Thema: Sorge um die Verkehrssicherheit in Bad Hersfeld

Seit geraumer Zeit beobachte ich mit Sorge den zunehmenden Straßenverkehr am Lappenlied. Und wenn das Neubaugebiet erst einmal besiedelt ist, dann wird das Verkehrsaufkommen nochmals erheblich ansteigen. Schon heute muss man höllisch aufpassen, wenn man aus der Garage herausfahren will.
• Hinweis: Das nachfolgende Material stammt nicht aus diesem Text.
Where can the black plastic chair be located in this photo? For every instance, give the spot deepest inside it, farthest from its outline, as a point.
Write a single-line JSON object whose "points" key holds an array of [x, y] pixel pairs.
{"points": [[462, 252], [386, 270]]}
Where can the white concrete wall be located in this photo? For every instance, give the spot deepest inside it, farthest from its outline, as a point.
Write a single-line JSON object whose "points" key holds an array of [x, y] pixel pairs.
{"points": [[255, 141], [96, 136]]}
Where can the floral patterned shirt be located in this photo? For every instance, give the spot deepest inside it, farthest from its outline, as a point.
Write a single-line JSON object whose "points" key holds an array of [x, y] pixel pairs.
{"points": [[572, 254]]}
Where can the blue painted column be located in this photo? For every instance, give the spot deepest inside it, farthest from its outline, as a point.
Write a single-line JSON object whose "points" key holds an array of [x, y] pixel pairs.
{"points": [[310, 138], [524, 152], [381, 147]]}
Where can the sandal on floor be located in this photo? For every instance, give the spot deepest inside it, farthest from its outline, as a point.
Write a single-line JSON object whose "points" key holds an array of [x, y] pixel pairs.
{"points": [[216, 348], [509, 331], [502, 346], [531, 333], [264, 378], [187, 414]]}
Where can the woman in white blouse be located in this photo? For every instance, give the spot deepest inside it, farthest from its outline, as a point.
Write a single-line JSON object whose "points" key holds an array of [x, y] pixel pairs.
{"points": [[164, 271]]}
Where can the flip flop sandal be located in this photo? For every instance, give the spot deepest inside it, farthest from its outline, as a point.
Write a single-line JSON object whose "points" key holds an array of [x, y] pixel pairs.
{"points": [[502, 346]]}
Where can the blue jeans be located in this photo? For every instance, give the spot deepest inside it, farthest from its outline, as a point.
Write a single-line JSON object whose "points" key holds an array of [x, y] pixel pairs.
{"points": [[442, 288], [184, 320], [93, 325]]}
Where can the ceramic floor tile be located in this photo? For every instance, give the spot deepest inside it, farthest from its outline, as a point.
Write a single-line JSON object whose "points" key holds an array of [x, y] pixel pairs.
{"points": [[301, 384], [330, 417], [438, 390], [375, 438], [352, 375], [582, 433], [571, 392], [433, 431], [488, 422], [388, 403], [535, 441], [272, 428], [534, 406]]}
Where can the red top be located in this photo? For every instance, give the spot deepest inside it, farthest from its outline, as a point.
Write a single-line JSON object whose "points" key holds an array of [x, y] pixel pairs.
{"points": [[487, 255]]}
Es gibt vernünftige Fahrer, die sich an die Geschwindigkeitsvorschrift halten, aber auch einige, die gefühlte 80 fahren. Dass hier noch nichts passiert ist, grenzt schon fast an ein Wunder, zumal auch viele Schul- und Kindergartenkinder täglich über die Straße gehen.

Der untere Teil des Lappenlieds wird ja ständig von Dauerparkern genutzt, was ja auch wegen der hohen Parkgebühren verständlich ist. Der Nachteil ist, dass dadurch auch die Straße eingeengt ist, wenn sich Busse, Lkw und Pkw begegnen und aneinander vorbeifahren müssen. Besonders gefährdet sind auch die Anlieger, deren Austrittspforte direkt an der Straße liegt. Jetzt zum Lullusfest wurde, was auch verständlich ist, jeder freie Platz genutzt. Ob aber auch in jedem absoluten Halteverbot geparkt werden durfte, das möchte ich bezweifeln. Hoffentlich wiederholt sich das Chaos nicht beim Hessentag.

Unter Bürgermeister Boehmer wurde ja schon einmal der Versuch unternommen, den Verkehr am Lappenlied zu kanalisieren. Ich möchte das heute wieder aufgreifen und für eine Tempo-30-Zone plädieren. Den Gegnern möchte ich nur sagen, dass es in Süddeutschland sogar in einigen Orten in Durchgangsstraßen 30er-Zonen gibt, die zusätzlich noch mit Blitzern verstärkt worden sind.